When to use this tool
Use the Phone Number Formatter any time you have a batch of phone numbers in inconsistent formats that need to be normalized.
- →Standardizing phone numbers before importing a contact list into a CRM or marketing platform
- →Converting national-format numbers to E.164 for use with Twilio, Vonage, or another SMS API
- →Validating phone numbers exported from a form submission or spreadsheet to catch invalid entries
- →Deduplicating a contact list that has the same numbers stored in different formats
- →Preparing a clean phone list for a dialier system that requires a specific format
- →Checking which numbers in a list belong to a specific country region before a calling campaign
Frequently asked questions
Q:What is E.164 format and why should I use it?

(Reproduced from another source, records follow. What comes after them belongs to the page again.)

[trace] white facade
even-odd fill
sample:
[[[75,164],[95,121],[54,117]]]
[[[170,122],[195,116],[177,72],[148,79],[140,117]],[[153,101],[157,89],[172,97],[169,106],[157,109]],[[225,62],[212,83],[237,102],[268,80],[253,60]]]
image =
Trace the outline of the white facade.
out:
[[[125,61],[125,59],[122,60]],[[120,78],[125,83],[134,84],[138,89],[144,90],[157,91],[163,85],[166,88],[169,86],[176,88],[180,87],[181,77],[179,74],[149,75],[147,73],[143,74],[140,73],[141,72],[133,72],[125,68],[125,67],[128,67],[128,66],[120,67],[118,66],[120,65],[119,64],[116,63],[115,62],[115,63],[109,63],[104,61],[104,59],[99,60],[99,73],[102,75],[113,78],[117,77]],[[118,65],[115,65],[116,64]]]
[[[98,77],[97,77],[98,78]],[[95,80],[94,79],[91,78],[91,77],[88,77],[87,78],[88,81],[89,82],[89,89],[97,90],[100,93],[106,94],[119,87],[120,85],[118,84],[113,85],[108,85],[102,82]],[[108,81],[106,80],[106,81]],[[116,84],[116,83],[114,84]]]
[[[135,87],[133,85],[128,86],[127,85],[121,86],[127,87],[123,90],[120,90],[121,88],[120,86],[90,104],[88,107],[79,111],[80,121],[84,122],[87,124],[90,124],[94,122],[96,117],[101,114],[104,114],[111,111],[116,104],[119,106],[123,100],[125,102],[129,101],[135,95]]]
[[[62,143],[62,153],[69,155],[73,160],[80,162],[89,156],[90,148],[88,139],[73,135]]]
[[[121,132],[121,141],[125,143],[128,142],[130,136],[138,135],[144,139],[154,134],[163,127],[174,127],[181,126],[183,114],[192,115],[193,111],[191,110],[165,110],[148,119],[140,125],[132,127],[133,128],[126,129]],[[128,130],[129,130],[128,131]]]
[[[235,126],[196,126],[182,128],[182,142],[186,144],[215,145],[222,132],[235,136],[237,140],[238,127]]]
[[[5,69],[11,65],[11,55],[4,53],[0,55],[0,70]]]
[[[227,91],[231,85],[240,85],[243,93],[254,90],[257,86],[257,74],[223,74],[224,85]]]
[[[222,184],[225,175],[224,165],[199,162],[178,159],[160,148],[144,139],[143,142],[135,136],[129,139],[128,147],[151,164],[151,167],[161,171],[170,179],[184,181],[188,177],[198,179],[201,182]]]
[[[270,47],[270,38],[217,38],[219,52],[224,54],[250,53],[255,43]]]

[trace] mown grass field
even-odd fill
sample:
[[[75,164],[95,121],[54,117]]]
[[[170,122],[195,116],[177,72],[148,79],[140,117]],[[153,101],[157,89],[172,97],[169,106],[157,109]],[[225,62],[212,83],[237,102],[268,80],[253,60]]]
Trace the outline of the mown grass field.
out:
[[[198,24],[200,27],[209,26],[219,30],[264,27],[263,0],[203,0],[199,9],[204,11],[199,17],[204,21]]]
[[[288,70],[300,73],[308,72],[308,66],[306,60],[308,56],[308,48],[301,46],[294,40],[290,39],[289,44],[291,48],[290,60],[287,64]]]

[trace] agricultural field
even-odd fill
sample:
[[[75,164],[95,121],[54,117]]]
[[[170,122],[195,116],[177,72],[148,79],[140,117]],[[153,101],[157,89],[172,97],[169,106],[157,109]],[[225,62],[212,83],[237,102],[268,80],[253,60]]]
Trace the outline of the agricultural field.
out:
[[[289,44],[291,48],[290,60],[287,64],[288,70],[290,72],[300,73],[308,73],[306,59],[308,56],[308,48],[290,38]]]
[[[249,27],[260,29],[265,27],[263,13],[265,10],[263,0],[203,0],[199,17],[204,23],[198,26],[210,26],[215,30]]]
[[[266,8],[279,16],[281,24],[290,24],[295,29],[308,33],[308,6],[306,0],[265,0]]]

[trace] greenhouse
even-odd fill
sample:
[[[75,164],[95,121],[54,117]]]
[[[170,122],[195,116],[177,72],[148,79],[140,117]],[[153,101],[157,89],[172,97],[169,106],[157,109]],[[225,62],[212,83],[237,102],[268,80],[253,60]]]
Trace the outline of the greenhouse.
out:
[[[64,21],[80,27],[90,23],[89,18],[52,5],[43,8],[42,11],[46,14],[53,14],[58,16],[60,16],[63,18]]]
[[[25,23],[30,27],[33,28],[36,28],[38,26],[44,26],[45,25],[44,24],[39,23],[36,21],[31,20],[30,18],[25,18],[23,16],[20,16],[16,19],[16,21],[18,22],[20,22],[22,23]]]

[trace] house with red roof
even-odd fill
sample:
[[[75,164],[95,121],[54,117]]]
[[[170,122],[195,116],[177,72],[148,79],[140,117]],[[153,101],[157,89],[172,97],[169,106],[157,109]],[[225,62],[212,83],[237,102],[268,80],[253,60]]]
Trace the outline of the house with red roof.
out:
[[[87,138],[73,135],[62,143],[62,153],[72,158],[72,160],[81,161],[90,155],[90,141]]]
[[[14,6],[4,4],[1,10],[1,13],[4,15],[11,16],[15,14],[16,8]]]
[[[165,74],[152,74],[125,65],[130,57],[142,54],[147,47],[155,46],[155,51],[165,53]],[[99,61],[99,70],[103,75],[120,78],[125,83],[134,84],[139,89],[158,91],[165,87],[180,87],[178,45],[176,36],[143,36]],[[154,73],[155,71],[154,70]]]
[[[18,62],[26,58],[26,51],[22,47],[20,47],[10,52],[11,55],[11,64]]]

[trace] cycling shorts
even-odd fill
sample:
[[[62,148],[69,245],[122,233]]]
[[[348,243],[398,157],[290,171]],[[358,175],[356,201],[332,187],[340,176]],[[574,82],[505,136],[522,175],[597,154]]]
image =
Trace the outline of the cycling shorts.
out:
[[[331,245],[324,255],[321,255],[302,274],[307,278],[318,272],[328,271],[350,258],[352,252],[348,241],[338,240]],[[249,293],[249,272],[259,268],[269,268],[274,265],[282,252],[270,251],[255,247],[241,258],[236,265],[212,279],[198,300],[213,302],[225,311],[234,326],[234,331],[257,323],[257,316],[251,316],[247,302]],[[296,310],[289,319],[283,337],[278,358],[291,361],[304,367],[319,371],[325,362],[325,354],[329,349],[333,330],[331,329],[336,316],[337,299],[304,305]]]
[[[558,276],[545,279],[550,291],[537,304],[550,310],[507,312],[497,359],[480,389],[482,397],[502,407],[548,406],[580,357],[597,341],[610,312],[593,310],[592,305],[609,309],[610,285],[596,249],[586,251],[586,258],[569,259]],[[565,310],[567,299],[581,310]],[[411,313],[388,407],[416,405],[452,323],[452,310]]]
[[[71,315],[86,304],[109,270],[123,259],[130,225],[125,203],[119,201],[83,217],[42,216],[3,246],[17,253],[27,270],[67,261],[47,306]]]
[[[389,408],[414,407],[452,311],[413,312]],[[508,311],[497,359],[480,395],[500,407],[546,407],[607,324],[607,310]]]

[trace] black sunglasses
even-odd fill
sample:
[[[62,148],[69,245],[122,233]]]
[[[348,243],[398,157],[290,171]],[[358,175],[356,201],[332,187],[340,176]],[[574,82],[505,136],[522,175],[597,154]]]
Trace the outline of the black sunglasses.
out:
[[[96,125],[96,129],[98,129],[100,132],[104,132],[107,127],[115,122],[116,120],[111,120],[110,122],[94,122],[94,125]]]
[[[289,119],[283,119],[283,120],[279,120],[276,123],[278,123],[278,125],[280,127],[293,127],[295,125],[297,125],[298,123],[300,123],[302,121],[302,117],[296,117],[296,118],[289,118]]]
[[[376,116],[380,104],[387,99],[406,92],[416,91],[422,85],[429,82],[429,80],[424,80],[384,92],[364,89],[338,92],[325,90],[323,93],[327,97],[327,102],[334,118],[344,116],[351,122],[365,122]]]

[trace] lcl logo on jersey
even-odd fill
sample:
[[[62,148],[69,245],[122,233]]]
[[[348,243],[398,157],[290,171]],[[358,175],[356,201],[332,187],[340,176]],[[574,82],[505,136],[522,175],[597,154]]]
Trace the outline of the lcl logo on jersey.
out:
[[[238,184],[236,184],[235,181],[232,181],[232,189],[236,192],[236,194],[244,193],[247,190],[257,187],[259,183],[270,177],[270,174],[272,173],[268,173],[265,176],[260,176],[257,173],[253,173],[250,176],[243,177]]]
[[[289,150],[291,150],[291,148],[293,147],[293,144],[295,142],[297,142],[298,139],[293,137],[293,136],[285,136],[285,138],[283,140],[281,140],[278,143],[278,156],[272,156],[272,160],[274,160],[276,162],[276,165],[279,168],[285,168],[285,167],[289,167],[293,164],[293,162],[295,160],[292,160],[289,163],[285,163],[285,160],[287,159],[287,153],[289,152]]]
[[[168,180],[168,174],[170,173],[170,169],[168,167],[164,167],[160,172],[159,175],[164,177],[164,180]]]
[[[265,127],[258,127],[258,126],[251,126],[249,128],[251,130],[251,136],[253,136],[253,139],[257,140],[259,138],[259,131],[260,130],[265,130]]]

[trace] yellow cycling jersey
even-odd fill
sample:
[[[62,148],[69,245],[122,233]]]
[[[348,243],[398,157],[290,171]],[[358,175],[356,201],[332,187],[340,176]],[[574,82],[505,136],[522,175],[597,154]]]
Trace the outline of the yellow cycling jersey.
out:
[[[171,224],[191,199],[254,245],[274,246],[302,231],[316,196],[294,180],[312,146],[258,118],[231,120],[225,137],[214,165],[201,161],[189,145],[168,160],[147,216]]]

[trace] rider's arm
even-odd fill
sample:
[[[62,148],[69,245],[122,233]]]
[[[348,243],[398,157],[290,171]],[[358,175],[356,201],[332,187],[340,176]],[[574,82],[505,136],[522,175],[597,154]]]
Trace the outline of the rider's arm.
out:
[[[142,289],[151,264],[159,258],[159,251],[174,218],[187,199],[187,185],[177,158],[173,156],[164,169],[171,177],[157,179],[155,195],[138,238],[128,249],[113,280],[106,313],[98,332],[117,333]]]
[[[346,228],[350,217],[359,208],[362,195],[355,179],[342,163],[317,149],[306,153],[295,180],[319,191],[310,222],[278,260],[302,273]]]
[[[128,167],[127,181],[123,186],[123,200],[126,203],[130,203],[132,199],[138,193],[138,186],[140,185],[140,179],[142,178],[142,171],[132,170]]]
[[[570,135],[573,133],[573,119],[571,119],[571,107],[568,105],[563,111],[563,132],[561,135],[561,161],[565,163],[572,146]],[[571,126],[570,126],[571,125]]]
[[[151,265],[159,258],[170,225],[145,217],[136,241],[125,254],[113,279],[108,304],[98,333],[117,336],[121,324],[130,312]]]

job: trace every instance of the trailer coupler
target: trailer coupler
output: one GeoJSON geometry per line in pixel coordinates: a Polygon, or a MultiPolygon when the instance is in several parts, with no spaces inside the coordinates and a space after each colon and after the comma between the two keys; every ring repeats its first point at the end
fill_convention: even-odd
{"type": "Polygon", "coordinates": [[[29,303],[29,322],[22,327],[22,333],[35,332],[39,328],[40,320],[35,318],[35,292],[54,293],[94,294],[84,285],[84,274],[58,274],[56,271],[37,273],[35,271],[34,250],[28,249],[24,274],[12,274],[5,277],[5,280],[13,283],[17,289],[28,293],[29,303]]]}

E.164 is the international standard format for phone numbers, defined by the ITU. It consists of a + sign followed by the country code and subscriber number with no spaces or punctuation (e.g., +15551234567). It is the required format for most telephony APIs including Twilio, AWS SNS, and WhatsApp Business.
Q:Which countries and dialing codes does the tool support?
The formatter uses the libphonenumber library (the same library used by Google and Android) which supports phone number parsing and formatting for every country and territory with an assigned ITU dialing code — over 240 regions in total.
Q:What happens to numbers that fail validation?
Invalid numbers are displayed inline with an "(Invalid)" marker so you can identify them at a glance. They are kept in the output for review but excluded when you click "Copy valid", so your clipboard only receives correctly formatted numbers.
Q:How does the default region setting affect the output?
The default region is used to interpret numbers that do not include a country code prefix. For example, if your region is set to US, the number "5551234567" will be interpreted as a US number and formatted as +15551234567 in E.164. If your numbers already include a + and country code, the region setting has no effect.
Q:Can the tool detect and remove duplicate phone numbers?
Yes. Enable the "Deduplicate" toggle to remove lines where the formatted output is identical to a previously seen number. Deduplication is performed on the normalized formatted value, so numbers that look different in the input (e.g., "(555) 123-4567" and "5551234567") but resolve to the same E.164 number will be correctly identified as duplicates.
Q:Is there a limit to how many phone numbers I can format at once?
There is no hard limit. All processing runs in your browser using JavaScript, so practical throughput depends on your device. In typical use, lists of tens of thousands of numbers format in well under a second. For very large datasets (millions of numbers), a server-side script using libphonenumber would be more appropriate.